Entre os cinco detidos há duas mulheres, Estrella del Socorro Orozcso e Tomasa Rocha Romero. Segundo testemunhas, elas teriam participado da morte da jovem Vilma Trujillo García, de 25 anos, na comunidade El Cortezal, no município de Rosita, um povoado remoto na região do Caribe nicaraguense.

O suposto pastor Gregorio Rocha disse à imprensa que a jovem caiu na fogueira “quando o Espírito Santo saiu de seu corpo” e justificou a ação como um procedimento de “cura” da mulher que, segundo o grupo religioso, estava “endemoniada”. A jovem foi despida e lançada ao fogo com as mãos amarradas. Em seguida, segundo testemunhas, ela foi atirada “em um barranco”, onde permaneceu nove horas até ser encontrada por um familiar. Vilma Trujillo García sofreu queimaduras severas em 80% do corpo e faleceu na madrugada de terça-feira em um hospital de Manágua.

O marido da jovem, Reynaldo Peralta, relatou à imprensa local que estava ausente do povoado durante quinze dias porque ajudava a mãe, que mora em outra localidade, na construção de sua casa. O homem disse que a esposa, mãe de dois filhos, sofria “problemas de saúde e desmaios”, por isso os familiares procuraram a ajuda da congregação religiosa. Foi Gregorio Rocha quem decretou que a mulher estava “endemoniada” e que ele sua congregação a curariam.

A Assembleia de Deus é um grupo evangélico pentecostal criado em 1914 nos Estados Unidos e hoje presente em vários países. O grupo religioso conta com 12.000 membros na Nicarágua e mais de 64 milhões de pessoas no mundo inteiro, segundo números fornecidos pela própria instituição.

Em declaração feita na terça-feira, o pastor Rafael Aristas, presidente da congregação na Nicarágua, distanciou-se da morte da jovem Trujillo na fogueira. Aristas afirmou que Gregorio Rocha não está registrado como pastor na Assembleia de Deus, mas confirmou que o homem de 23 anos é evangélico.

O fato comoveu a sociedade nicaraguense. Personalidades da vida política, cultural e religiosa do país expressaram indignação pela morte da Vilma Trujillo. Em seu pronunciamento diário nos meios de comunicação, a vice-presidenta Rosário Murillo disse que o fato é “realmente lamentável, uma irmã que foi martirizada por membros de sua comunidade, algo que não pode e não deve se repetir”. Grupos feministas da Nicarágua acusam Murillo de manipular a religião em seu discurso oficial para ganhar o apoio da população de um país conservador e profundamente religioso.

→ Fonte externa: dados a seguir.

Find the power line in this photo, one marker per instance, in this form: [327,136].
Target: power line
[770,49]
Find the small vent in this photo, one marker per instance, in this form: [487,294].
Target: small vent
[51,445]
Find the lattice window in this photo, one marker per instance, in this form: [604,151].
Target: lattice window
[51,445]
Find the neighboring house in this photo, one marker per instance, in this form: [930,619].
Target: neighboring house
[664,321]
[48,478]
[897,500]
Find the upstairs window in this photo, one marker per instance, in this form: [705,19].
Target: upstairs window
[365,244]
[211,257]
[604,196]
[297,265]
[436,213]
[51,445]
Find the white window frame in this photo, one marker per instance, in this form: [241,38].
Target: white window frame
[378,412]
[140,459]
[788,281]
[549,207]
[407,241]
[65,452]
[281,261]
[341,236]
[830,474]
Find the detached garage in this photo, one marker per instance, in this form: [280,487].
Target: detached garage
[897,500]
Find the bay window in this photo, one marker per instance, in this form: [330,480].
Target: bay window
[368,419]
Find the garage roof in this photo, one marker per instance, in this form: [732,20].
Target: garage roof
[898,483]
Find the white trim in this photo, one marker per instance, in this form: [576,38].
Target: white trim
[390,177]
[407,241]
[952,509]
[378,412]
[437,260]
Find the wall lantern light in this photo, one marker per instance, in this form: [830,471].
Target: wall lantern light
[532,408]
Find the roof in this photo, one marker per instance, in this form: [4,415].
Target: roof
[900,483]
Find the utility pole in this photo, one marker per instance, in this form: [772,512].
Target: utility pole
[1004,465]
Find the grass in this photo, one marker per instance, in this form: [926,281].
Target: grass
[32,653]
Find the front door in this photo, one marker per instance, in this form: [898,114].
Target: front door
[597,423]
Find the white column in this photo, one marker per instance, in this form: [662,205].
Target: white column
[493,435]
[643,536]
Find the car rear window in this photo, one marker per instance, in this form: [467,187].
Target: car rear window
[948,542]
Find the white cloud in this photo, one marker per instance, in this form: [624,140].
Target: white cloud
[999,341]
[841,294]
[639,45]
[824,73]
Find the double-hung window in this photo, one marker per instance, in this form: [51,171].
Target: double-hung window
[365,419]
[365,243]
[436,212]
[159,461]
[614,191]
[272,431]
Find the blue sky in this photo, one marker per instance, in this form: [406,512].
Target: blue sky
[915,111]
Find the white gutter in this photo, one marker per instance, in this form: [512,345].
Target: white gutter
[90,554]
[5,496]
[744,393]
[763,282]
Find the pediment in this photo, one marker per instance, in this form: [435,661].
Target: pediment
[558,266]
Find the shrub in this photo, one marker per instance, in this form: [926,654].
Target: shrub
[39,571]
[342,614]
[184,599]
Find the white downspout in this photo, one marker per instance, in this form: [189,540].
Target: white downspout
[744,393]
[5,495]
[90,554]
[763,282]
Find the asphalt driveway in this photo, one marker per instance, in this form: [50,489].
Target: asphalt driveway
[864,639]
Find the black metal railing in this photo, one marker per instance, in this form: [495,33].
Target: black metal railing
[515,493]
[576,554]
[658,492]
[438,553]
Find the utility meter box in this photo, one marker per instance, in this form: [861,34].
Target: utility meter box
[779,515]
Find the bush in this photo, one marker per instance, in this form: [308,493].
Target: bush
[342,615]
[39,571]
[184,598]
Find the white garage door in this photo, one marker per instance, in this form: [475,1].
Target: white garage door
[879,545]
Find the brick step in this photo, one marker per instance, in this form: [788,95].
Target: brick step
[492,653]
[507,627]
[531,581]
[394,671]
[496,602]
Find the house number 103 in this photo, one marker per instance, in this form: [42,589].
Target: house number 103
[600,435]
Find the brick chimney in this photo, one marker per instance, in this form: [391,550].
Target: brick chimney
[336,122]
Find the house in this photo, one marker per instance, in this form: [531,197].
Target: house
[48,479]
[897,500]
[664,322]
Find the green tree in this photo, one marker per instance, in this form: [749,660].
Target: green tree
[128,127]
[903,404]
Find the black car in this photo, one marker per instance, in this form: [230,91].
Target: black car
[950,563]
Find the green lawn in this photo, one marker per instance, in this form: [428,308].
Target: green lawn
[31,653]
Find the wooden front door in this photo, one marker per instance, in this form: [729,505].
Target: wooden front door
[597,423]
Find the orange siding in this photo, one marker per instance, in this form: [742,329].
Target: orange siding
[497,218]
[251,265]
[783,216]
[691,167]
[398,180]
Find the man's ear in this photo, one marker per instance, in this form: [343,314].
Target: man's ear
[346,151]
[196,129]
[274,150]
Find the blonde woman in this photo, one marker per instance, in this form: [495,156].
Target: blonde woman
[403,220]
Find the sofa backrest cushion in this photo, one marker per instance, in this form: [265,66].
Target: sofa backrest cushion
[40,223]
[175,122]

Silvio Báez, bispo auxiliar de Manágua e considerado o número dois da Igreja católica na Nicarágua, disse em sua conta no Twitter: “Sinto muito pela morte de Vilma Trujillo por causa do fanatismo e da ignorância religiosa. Não se pode destruir uma vida em nome de Deus!”

A escritora Gioconda Belli também expressou sua indignação nas redes sociais. Em sua conta do Twitter afirmou que “esse crime atroz não pode ficar impune. Como também o de tantas mulheres cujos cadáveres se acumulam enquanto reina a impunidade”. Belli se declarou “comovida” pelo assassinato cruel de Vilma Trujillo, “queimada como nos piores tempos da Inquisição e da Caça às Bruxas”.

Os cinco detidos pela Polícia da Nicarágua foram levados a Manágua, onde responderão a processo judicial. O corpo de Vilma Trujillo García chegou na noite de terça-feira a El Cortezal, e será enterrado na mesma comunidade onde ela foi queimada viva.